‘Small Wonders’ a holiday hit at Aspen Chapel Gallery | AspenTimes.com

‘Small Wonders’ a holiday hit at Aspen Chapel Gallery

Andrew Travers
The Aspen Times
Sheila Babbie's pop culture pastiches are among the local artwork included in this year's "Small Wonders" show at Aspen Chapel Gallery.
Aubree Dallas/The Aspen Times |

If You Go …

What: ‘Small Wonders’

Where: Aspen Chapel Gallery, 77 Meadowood Dr.

When: Through Jan. 4; opening reception Dec. 3, 5-7 p.m.

More info: http://www.aspenchapelgallery.com

The closest thing Aspen has to a Black Friday shopping rush may be a little annual art show at the Aspen Chapel Gallery.

Now in its ninth year, “Small Wonders,” which opens today, has become a local holiday tradition for shoppers and artists. It exhibits literally small work (none larger than 12-by-12 inches) by local artists, up for sale at affordable prices (none higher than $250, most much lower) in the weeks before Christmas.

But it’s more than a holiday season arts and crafts show. It showcases the diverse creative output of local artists — 31 in all this year — who work across the spectrum of media and styles.

“It’s not Christmas tchotchkes — it’s a really interesting show,” said gallery co-director Tom Ward.

The quality, affordability and local touch of the work has made the “Small Wonders” opening something of a phenomenon — locals line up early to get the first look at the work, artists keep extra work boxed up to refill their wall space as the exhibition sells out.

Artists are invited to participate in the show by the gallery’s stable of rotating curators, with one of them — this year, it’s Ada Christiansen — curating it.

On Monday afternoon, the gallery was abuzz — and a bit of a mess — as artists and organizers worked together to hang the show. They began by laying out work on the floor, in alphabetical order by artist name, around the gallery. From there, Ward and his team moved pieces about the room, placing them where they best complemented one another in size and style. Pedestals and shelves were slid into place to hold the abundant ceramics, sculptures and kitchenware.

“Putting this show together is one of my favorite puzzles,” said Ward.

The gallery asks each artist to make eight pieces each, totaling more than 250 works. They hang four at a time, and replenish the artists’ wall space as pieces sell.

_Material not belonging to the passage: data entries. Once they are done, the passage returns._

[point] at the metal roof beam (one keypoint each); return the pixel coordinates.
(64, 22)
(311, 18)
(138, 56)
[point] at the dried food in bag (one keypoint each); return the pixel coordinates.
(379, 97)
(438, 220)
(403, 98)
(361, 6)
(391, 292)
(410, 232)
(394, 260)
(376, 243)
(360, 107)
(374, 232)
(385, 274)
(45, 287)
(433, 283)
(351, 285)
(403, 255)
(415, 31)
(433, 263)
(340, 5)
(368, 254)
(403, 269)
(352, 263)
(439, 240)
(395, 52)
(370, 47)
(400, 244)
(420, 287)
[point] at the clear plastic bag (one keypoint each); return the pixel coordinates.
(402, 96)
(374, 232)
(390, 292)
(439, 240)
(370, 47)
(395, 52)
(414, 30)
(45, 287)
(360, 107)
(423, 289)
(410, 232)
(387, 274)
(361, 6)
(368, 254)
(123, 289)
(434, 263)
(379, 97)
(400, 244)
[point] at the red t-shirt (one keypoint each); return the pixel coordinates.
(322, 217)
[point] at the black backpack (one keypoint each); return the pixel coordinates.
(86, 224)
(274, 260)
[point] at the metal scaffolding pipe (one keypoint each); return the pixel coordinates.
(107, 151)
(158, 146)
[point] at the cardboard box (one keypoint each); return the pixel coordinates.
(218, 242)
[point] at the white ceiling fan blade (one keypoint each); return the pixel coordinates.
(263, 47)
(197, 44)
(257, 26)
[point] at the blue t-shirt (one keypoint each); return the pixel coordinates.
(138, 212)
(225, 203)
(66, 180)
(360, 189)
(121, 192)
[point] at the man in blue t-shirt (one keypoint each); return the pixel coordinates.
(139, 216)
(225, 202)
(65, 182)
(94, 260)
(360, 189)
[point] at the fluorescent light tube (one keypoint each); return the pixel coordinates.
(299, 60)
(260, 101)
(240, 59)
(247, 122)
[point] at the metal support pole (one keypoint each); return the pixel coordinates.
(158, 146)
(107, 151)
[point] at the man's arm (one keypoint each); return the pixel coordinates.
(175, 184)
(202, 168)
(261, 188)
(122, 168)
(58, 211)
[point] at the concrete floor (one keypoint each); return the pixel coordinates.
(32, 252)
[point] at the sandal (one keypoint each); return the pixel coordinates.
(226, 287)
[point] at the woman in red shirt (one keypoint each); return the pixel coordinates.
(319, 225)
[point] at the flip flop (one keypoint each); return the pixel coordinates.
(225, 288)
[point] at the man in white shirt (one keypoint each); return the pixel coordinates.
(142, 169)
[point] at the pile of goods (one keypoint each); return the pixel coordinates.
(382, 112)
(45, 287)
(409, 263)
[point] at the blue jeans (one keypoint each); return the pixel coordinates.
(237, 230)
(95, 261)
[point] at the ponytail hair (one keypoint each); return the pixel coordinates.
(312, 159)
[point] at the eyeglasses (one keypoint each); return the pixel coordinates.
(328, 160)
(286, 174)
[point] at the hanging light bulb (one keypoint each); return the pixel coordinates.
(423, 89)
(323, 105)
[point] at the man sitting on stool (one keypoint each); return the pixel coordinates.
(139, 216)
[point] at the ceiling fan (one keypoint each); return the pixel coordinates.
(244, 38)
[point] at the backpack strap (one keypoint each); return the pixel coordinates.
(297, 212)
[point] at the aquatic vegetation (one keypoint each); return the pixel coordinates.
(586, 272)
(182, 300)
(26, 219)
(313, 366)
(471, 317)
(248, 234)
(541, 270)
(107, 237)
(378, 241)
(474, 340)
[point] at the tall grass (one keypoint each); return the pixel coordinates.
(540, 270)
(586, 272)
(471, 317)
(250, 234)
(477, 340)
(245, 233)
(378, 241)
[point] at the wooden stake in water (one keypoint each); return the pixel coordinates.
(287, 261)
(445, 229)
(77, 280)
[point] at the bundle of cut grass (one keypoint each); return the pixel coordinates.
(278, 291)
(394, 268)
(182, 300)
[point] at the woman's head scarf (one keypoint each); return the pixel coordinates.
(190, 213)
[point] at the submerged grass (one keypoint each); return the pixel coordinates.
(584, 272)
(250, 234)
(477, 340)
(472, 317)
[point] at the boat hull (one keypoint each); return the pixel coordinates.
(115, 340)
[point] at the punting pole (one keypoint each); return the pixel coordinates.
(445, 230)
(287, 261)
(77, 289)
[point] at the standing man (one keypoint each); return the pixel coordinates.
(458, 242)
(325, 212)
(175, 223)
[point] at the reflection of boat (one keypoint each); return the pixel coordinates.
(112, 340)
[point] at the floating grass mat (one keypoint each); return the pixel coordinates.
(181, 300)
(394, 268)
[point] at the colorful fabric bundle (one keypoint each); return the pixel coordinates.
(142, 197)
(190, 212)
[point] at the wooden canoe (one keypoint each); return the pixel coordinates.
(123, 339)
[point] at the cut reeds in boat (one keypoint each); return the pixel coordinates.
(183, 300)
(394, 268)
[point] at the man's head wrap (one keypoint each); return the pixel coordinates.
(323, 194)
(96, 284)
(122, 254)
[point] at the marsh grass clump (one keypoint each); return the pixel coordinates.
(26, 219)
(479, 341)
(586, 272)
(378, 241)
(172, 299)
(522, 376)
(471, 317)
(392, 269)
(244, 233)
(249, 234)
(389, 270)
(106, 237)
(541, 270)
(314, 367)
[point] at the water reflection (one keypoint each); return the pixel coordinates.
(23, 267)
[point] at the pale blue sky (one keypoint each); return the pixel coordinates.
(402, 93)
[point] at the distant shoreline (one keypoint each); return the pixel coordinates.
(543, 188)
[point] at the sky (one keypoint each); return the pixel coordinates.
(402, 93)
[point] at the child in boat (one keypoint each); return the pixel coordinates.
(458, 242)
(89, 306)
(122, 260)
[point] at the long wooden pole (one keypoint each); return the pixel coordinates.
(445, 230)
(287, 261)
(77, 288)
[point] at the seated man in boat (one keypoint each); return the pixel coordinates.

This year, reused materials — including recycled paint used by one artist — emerge in some interesting works. Sam Louras, for her debut in “Small Wonders,” has made totem-like sculptures from found material and various ski town detritus — a pair of mangled eyeglasses and an animal bone, for instance.

“I just found all this stuff on the ground,” she said with a smile, looking over her eccentric creations.

The youngest artist in the show, 16-year-old Serena Blake, 16, has contributed mixed media pieces. Cornelia Carpenter has made wood-cuts of barns and winter scenes. Ceramicist Michael Bonds has made piggy banks, dog bowls and snowflake plates and bowls. Brian Colley has made engraved prints in black, white and red that offer a twist on Christmas slogans, with dinosaurs and “Where the Wild Things Are” styled animals.

Sheila Babbie has contributed some surreal, eye-catching digital photo collages and pop culture pastiches: John Denver riding a tandem bike with Kermit the Frog; Wonder Woman hitchhiking, with Superman approaching on a motorcycle; Pee-Wee Herman tied to train tracks by Tony the Tiger, Cap’n Crunch and friends.

Along with some unique, budget-friendly holiday shopping, tonight’s opening includes refreshments and the chance to meet local artists.

“It’s a fun event,” said Ward. “You’ll see a lot of your friends and a lot of nice work.”

The show will remain in the gallery through Jan. 4.